Noch vor einigen Jahren wäre solch ein Vergleich von den Hardlinern der Szene nur mit einem Kopfschütteln bedacht worden. Eine Sporty mit einem Big Twin zu vergleichen, das war früher ein Sakrileg. Sporties waren Mädel-Mopeds – und damit basta!  Doch die Zeiten haben sich geändert, und die Sporties auch. Die Nightster hat den Anfang gemacht, die megacoole Forty-Eight hat seit ihrem Erscheinen zulassungsmäßig regelrecht Wände eingerissen. Die hippe mattschwarze Iron ergänzt das Portfolio attraktiver Sporty-Modelle perfekt nach unten. Nun hat Harley nachgelegt und bringt mit der 1200 Custom Limited Edition (XL 1200CB) ein Gerät mit halbhohem Apehanger, das in Natura überraschend erwachsen auf seinen Ballonreifen steht. Dabei ist sie eigentlich nur eine auf cool gemachte Variante der bereits seit Mitte 2011 bekannten 1200 Custom.
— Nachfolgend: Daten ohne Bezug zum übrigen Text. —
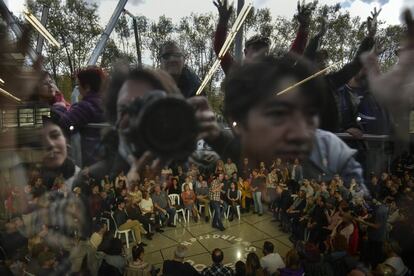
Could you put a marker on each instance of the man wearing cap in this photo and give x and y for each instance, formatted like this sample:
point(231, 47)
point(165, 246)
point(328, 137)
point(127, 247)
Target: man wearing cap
point(258, 45)
point(124, 223)
point(173, 62)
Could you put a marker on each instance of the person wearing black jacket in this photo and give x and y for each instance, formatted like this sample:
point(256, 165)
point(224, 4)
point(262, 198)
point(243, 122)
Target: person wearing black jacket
point(331, 115)
point(124, 222)
point(173, 62)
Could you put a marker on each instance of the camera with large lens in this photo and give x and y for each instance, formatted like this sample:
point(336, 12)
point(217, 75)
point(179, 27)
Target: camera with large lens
point(163, 124)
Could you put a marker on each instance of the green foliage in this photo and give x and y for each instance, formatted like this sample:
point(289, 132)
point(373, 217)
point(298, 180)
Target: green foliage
point(74, 23)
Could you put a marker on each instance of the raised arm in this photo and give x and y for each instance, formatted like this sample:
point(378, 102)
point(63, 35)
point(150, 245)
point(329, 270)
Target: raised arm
point(315, 42)
point(220, 36)
point(304, 16)
point(341, 77)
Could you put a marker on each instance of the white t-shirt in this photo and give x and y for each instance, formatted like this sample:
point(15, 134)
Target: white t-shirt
point(272, 262)
point(146, 205)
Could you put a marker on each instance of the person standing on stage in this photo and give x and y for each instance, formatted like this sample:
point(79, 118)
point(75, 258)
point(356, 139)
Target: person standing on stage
point(215, 201)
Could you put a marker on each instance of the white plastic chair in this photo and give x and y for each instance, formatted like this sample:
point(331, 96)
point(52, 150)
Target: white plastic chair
point(224, 213)
point(201, 206)
point(237, 208)
point(175, 200)
point(106, 220)
point(118, 233)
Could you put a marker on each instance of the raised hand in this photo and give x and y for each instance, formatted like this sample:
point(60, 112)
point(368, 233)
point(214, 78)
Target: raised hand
point(224, 9)
point(372, 22)
point(395, 87)
point(305, 12)
point(324, 22)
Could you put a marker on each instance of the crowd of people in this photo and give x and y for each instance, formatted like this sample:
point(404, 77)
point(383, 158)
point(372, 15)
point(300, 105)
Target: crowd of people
point(345, 214)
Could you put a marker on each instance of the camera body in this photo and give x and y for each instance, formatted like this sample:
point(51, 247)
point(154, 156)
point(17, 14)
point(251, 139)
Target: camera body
point(163, 124)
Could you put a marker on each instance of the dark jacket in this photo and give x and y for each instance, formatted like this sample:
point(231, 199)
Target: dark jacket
point(331, 115)
point(188, 83)
point(89, 110)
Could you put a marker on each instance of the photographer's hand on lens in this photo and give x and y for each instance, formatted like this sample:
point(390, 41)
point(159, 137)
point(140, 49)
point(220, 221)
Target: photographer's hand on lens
point(208, 126)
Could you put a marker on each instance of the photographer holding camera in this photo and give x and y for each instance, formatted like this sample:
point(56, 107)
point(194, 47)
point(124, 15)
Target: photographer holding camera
point(143, 107)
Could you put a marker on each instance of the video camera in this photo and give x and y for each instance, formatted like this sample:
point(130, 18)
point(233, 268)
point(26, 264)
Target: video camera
point(163, 124)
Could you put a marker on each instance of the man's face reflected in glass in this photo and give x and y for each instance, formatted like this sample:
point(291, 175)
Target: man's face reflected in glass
point(131, 90)
point(282, 126)
point(172, 60)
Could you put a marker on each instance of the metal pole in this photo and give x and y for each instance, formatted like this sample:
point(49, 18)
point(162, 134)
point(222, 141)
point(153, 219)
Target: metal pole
point(137, 41)
point(16, 28)
point(40, 39)
point(108, 30)
point(239, 37)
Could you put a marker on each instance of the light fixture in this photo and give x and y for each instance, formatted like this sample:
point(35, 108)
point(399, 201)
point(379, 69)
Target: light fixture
point(9, 95)
point(40, 28)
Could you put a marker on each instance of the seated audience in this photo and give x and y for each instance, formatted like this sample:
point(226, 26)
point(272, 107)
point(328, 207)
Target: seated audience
point(177, 266)
point(217, 268)
point(271, 261)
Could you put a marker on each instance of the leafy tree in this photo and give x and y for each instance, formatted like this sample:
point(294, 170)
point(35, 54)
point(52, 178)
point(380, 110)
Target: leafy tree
point(74, 24)
point(158, 33)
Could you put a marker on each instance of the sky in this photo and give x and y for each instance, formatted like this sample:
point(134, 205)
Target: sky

Am Heck unterscheiden sich die beiden am meisten: Die Sportster mit Kennzeichen über dem mittigem Rücklicht und Soziussitz

Vom Wesen und der Optik her – unsere Fotos beweisen es – kommt die 1200CB in ihrem ausschließlich mattschwarz lieferbaren Lack der sehr erfolgreichen Dyna Street Bob, die es ebenfalls in diesem sogenannten „Black Denim“ gibt, sehr nahe. Doch so verrückt das klingen mag: Damit hat es sich auch schon mit den Gemeinsamkeiten! Motor, Fahrwerk, Bereifung, Bremsen, … alles ist anders bei den beiden. Doch der Reihe nach!

Kapitel Motor    
Sporty-Enthusiasten werden nun sicher denken: ‚Jetzt wird’s ein bisschen unfair. Wie kann man einen 1200er mit einem 1600er Motor vergleichen.‘ Doch gemach, wir sind wirklich völlig unparteiisch. Beiden gemein ist lediglich das Motoren-Layout und die Arbeitsweise der Verbrennungsmaschine. Beide Bikes werden von einem V2 mit 45° Zylinderwinkel angetrieben. Bei beiden wird der Gaswechsel über zwei Ventile pro Zylinder gesteuert, der Twin Cam 96 der Dyna bewerkstelligt dies mit zwei untenliegenden Nockenwellen, die Sporty besitzt deren vier.

Oberflächlich betrachtet sprechen die reinen Fakten auf dem Papier  zwar für den Big Twin der Dyna, der aus 1.585 Kubikzentimetern Hubraum überschaubare 76 PS herausholt. Doch vergleicht man das mit den 67 PS, die die Sportster aus 1.202 ccm generiert, dann wird schnell klar, dass die Sportster eigentlich den deutlich effektiveren Antrieb besitzt. Beim Drehmoment das gleiche Bild. Wie nicht anders zu erwarten, drückt das deutlich hubraumstärkere Aggregat der Dyna mit 124 Newtonmeter 26 Nm mehr Drehmoment als die Sporty, doch auch hier erweist sich der 1.200er als effektiver. Hier die Erklärung: Unter Motorenentwicklern gilt die Faustregel: Ein Motor ist dann exzellent konstruiert, wenn er ein Zehntel dessen, was er an Hubraum besitzt, an Drehmoment liefert. Ein Motor mit 1.000 ccm sollte also im Idealfall 100 Nm aufbringen. Ein 900er Motor ist top, wenn er 90 Nm hat, ein 1.200er sollte 120 Nm stemmen usw. So die Faustregel. Rechnet man dies nun auf die beiden Probanden dieses Tests um, fehlen der Dyna 34,5 Nm aufs Optimum, der Sportster aber nur 22,2 Nm.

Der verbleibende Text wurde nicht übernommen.